= Concierto mágico (Balada) =

1997 composition by Leonardo Balada

The Concierto mágico (Spanish: Magical Concerto) is a 1997 concerto for classical guitar and orchestra by Catalan composer Leonardo Balada. This concerto was commissioned by the Cincinnati Symphony Orchestra and the Hartford Symphony Orchestra and premiered on March 13, 1998 by Jesús López-Cobos with the Cincinnati Symphony Orchestra and with the virtuoso Angel Romero as soloist. This concerto is highly influenced by Spanish folk music.

== Structure ==

There are three movements in this concerto, titled as follows:

This concerto signifies a rupture between Balada's avant-garde period and his previous guitar concertos, because folk culture is much more present than in any other of his concertos.
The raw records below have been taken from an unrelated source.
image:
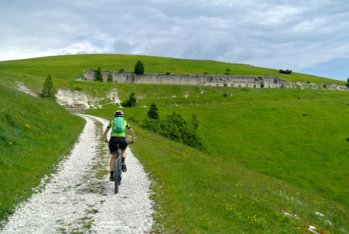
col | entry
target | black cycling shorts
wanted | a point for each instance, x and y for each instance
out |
(114, 141)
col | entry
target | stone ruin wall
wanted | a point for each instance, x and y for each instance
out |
(239, 81)
(191, 79)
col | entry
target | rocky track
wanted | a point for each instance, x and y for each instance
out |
(79, 198)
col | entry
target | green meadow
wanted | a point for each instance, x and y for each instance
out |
(276, 160)
(31, 143)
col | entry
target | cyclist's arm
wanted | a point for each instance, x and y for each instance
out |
(105, 134)
(132, 135)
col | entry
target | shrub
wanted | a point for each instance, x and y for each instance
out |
(176, 128)
(98, 76)
(139, 68)
(285, 71)
(47, 89)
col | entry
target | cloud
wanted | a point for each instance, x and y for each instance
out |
(278, 34)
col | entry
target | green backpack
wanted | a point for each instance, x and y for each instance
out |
(118, 125)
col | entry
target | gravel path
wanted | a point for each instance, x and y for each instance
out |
(79, 197)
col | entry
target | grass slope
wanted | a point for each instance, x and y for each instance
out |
(299, 136)
(264, 157)
(198, 192)
(35, 134)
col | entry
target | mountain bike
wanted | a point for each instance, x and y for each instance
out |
(117, 169)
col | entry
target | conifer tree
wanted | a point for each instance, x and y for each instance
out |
(47, 89)
(139, 68)
(153, 112)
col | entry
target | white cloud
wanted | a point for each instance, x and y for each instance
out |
(290, 34)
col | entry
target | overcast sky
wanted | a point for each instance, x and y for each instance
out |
(310, 36)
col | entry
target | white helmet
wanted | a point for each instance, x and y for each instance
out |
(119, 113)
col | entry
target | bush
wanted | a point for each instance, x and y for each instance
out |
(98, 76)
(176, 128)
(47, 89)
(285, 71)
(131, 101)
(139, 68)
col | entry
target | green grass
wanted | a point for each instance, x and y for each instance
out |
(198, 192)
(35, 135)
(299, 136)
(269, 152)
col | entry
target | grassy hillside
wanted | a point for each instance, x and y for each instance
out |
(275, 161)
(71, 67)
(35, 134)
(198, 192)
(294, 135)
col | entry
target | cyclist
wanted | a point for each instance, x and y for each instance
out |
(118, 137)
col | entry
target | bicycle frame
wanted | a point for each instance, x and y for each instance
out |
(117, 169)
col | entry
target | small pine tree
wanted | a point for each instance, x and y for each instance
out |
(139, 68)
(131, 101)
(153, 112)
(99, 76)
(227, 71)
(110, 77)
(47, 89)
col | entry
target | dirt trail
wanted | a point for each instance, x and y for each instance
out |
(79, 197)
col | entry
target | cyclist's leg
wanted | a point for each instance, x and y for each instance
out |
(112, 162)
(111, 166)
(123, 157)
In the first movement, the orchestra tries to simulate the sonority and the rhythm of Spanish folk culture by imitating the pulse of clapping hands, typical in Spanish gypsy music. In some fragments, the melody played by the guitar has a Flamenco background, which Balada considers to be a "deviation from the instrument's identity". The second movement, as in his Piano Concerto No. 3, is a more obscure and mysterious movement, and all the voices in this piece are intended to create a mystic atmosphere. The third movement is a Spanish zapateado, which uses rhythmic structures in accordance to the rest of the concerto.